= Kalohialiʻiokawai =

12th-century chiefess of Hawaii

Kalohialiʻiokawai, (Note: Hawaiian pronunciation: Kah-loh-hee-ah-lee-eeh-oh-kah-wah-eeh) also spelled Kolohialiʻiokawai, was an ancient Hawaiian lady who became Chiefess of Hawaiʻi's the Big Island. A member of the noble family of Maui, Kalohialiʻiokawai was a spouse of ruler of the Big Island and grandmother of Pilikaʻaiea, founder of the Pili line and ancestor of Kamehameha I, King of the Kingdom of Hawaii.

It is unknown when Kalohialiʻiokawai was born, but it is likely that was on Maui, since her father was Hanalaʻa, Chief of Maui. According to one chronology, Hanalaʻa was born c. 1142. Mahuia (Mahuie) was Kalohialiʻiokawai's mother.

Princes Mauiloa and Lanakawai were Kalohialiʻiokawai's brothers and Mauiloa became Chief of Maui after Hanalaʻa's death. Whilst Mauiloa succeeded his father, Lanakawai started the reign over Hawai'i.
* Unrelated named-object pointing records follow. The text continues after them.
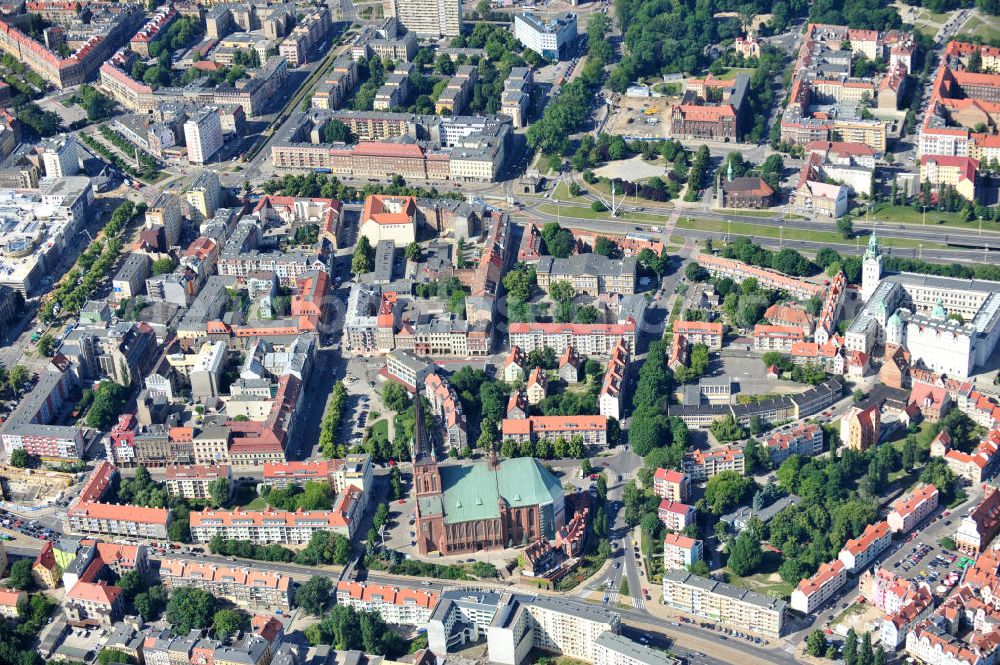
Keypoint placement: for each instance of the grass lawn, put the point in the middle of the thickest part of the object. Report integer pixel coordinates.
(577, 212)
(908, 215)
(562, 193)
(750, 213)
(762, 231)
(977, 26)
(604, 188)
(762, 583)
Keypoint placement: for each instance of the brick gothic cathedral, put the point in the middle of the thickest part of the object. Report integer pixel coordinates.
(489, 505)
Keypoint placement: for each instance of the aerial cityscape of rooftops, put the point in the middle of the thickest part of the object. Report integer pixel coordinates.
(556, 332)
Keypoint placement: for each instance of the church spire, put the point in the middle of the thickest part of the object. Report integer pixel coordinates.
(873, 248)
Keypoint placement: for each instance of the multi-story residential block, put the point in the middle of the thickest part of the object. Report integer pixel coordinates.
(203, 136)
(909, 511)
(950, 171)
(885, 590)
(611, 399)
(555, 624)
(805, 440)
(859, 428)
(28, 425)
(87, 514)
(593, 430)
(128, 281)
(613, 649)
(737, 270)
(515, 100)
(204, 195)
(700, 332)
(675, 515)
(554, 39)
(813, 592)
(458, 92)
(412, 607)
(858, 553)
(247, 587)
(980, 526)
(192, 481)
(443, 19)
(278, 526)
(776, 338)
(588, 339)
(592, 274)
(515, 365)
(108, 29)
(703, 464)
(671, 485)
(679, 551)
(733, 606)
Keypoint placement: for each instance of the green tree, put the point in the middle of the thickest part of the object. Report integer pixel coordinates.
(363, 258)
(726, 490)
(845, 227)
(395, 397)
(413, 252)
(45, 345)
(314, 595)
(816, 643)
(19, 457)
(745, 555)
(226, 622)
(131, 583)
(218, 491)
(20, 575)
(190, 608)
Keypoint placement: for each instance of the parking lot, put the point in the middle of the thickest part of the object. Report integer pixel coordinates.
(918, 557)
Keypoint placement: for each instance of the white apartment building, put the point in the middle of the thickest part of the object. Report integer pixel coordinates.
(679, 551)
(203, 136)
(434, 18)
(613, 649)
(554, 39)
(734, 606)
(411, 607)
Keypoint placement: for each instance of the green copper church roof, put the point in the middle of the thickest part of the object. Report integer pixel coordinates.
(473, 492)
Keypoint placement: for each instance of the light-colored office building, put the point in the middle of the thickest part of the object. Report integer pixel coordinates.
(203, 135)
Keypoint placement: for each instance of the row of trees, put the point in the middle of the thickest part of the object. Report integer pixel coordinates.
(330, 425)
(324, 547)
(567, 112)
(329, 187)
(93, 266)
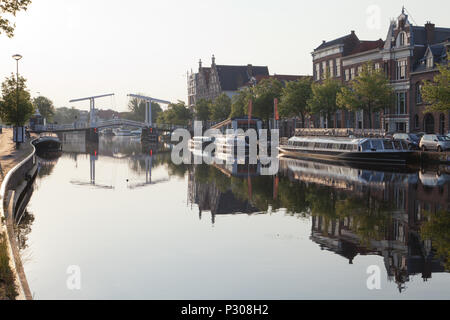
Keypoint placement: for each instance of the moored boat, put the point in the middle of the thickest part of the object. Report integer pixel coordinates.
(367, 150)
(123, 132)
(48, 142)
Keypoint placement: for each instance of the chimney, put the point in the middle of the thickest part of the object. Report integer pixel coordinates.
(250, 70)
(429, 28)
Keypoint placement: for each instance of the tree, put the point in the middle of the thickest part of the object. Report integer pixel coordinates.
(15, 110)
(265, 93)
(437, 229)
(11, 7)
(239, 103)
(323, 99)
(369, 91)
(294, 99)
(45, 107)
(221, 108)
(203, 110)
(437, 93)
(137, 108)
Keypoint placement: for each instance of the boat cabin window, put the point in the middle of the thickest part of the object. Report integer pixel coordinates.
(376, 144)
(366, 146)
(404, 145)
(388, 145)
(397, 145)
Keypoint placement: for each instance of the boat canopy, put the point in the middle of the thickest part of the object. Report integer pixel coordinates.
(348, 144)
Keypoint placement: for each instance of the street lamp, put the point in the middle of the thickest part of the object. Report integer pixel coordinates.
(17, 57)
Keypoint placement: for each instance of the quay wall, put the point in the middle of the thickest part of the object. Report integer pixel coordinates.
(12, 191)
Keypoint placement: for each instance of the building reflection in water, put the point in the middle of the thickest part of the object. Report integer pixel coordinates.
(353, 211)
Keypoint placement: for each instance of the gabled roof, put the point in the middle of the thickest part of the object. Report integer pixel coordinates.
(437, 50)
(439, 53)
(334, 42)
(279, 77)
(367, 46)
(233, 77)
(420, 35)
Lanakawai married Kalohialiʻiokawai and the couple had son, Laʻau and daughter, Kukamolimaulialoha, who were married and went to Kahiki, whilst Kalohialiʻiokawai's grandchildren were Pilikaʻaiea and his sister-wife, Hina-au-kekele.

Although it is unknown what happened to Kalohialiʻiokawai, Lanakawai was succeeded by Kapawa, deposed by Kalohialiʻiokawai's grandson.